Je souhaite donc et je demande instamment, au nom de la nation que les autorités gouvernementales formalisent, dans un acte conventionnel clair, de nouvelles procédures de négociation de nos ressources naturelles mieux adaptées aux intérêts des guinéens.
Je demande aux guinéens de ne pas céder à un certain pessimisme ambiant et à des manipulations alimentées essentiellement par des attentistes et tous ceux qui n’ont pas encore admis qu’un changement politique est survenu.
Soyez certains que l’Assemblée Nationale, élus et fonctionnaires parlementaires ne ménageront pas leur peine pour que soient mises en œuvre, les mesures nécessaires à une bonne santé économique et une meilleure justice sociale. Je crois sincèrement que notre pays dispose des ressources humaines et naturelles capables d’assurer un bien-être et un niveau de vie adapté aux besoins réels de notre population et ce, dans le partenariat, la solidarité et le respect des compétences entre le gouvernement, l’Assemblée Nationale, les partis politiques, la société civile et les partenaires au développement.
Mesdames et messieurs
Chers invités
Honorables députés
Nous en appelons à toutes les énergies constructives de notre nation, le moment est critique mais l’espoir est permis. Qu’elle soit rationnelle ou émotionnelle, l’unité d’un groupe ne se consolide vraiment que si les individus qui composent cette population intériorisent largement le sentiment de ce qui les unit, en faisant abstraction de ce qui les sépare ou, du moins, en le faisant passer au second plan. Notre nation doit s’enrichir de ses propres différences idéologiques, catégorielles, régionale et ethniques afin qu’un consensus s’établisse sur des valeurs communes et des objectifs décidés en concertation, aux plan institutionnel, économique, éducatif, social et culturel.
La politique du changement implique un changement des mentalités, un changement des méthodes de gouvernement et enfin une nécessaire harmonisation de nos rapports avec l’Etat.

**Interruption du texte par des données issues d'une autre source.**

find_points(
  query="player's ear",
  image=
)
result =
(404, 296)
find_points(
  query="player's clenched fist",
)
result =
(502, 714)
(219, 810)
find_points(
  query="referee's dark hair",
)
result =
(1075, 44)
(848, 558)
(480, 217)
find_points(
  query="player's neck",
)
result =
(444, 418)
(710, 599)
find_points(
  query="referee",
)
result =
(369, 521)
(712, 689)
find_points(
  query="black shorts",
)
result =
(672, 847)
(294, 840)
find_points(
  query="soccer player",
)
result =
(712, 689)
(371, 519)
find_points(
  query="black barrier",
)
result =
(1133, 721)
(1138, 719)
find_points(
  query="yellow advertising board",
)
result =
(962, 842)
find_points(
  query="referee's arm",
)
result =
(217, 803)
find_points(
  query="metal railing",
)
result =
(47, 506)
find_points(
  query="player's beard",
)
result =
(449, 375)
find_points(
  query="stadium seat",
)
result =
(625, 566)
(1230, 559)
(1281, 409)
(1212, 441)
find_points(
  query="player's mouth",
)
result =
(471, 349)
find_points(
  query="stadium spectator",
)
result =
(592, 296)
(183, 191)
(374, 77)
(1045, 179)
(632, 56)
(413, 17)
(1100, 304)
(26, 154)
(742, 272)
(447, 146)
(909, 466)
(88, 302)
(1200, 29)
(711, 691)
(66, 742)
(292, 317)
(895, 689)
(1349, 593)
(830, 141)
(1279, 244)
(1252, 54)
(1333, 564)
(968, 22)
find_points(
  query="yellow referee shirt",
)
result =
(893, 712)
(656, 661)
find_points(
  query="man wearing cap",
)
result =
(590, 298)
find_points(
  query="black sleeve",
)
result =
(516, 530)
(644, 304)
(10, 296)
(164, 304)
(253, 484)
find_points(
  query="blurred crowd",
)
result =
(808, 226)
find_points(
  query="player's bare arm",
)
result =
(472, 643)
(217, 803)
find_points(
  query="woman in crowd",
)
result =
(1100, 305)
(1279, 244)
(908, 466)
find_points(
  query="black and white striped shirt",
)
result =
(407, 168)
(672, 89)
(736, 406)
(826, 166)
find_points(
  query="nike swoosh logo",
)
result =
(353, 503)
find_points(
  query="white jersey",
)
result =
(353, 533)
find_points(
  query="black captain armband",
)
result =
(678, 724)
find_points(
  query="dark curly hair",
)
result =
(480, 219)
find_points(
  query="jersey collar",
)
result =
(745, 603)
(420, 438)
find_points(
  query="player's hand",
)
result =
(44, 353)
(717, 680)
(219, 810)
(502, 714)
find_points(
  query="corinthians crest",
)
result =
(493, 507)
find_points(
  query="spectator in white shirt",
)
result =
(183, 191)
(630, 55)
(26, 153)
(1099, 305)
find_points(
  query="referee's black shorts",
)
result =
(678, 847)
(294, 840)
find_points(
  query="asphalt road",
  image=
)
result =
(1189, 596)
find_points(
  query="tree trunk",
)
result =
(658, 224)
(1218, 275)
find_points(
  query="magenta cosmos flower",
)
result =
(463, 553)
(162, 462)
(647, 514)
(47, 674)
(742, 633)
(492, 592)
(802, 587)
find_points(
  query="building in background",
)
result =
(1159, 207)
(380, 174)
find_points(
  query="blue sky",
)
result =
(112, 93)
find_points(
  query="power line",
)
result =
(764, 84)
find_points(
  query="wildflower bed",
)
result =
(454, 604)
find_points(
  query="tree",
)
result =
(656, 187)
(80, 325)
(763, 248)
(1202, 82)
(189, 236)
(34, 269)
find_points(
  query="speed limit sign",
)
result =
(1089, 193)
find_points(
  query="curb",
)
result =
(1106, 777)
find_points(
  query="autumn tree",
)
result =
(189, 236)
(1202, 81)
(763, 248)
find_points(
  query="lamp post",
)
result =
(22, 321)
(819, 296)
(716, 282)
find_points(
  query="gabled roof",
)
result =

Un nouveau gouvernement, de nouveaux objectifs : les guinéens ont voulu le changement et il est de notre devoir de respecter ce choix du peuple souverain.
Je suis certain que la Guinée saura tenir ses engagements vis-à-vis de nos partenaires, ce qui ne pourra que contribuer à renforcer la confiance dans notre pays.
L’esprit qui anime mon institution est un esprit de transparence sur les choix et leurs motivations, un esprit de dialogue et de concertation, en un mot une nouvelle manière de gouverner. Cette nouvelle impulsion qui s’articule autour de principes de gestion sains, rigoureux, justes et honnêtes.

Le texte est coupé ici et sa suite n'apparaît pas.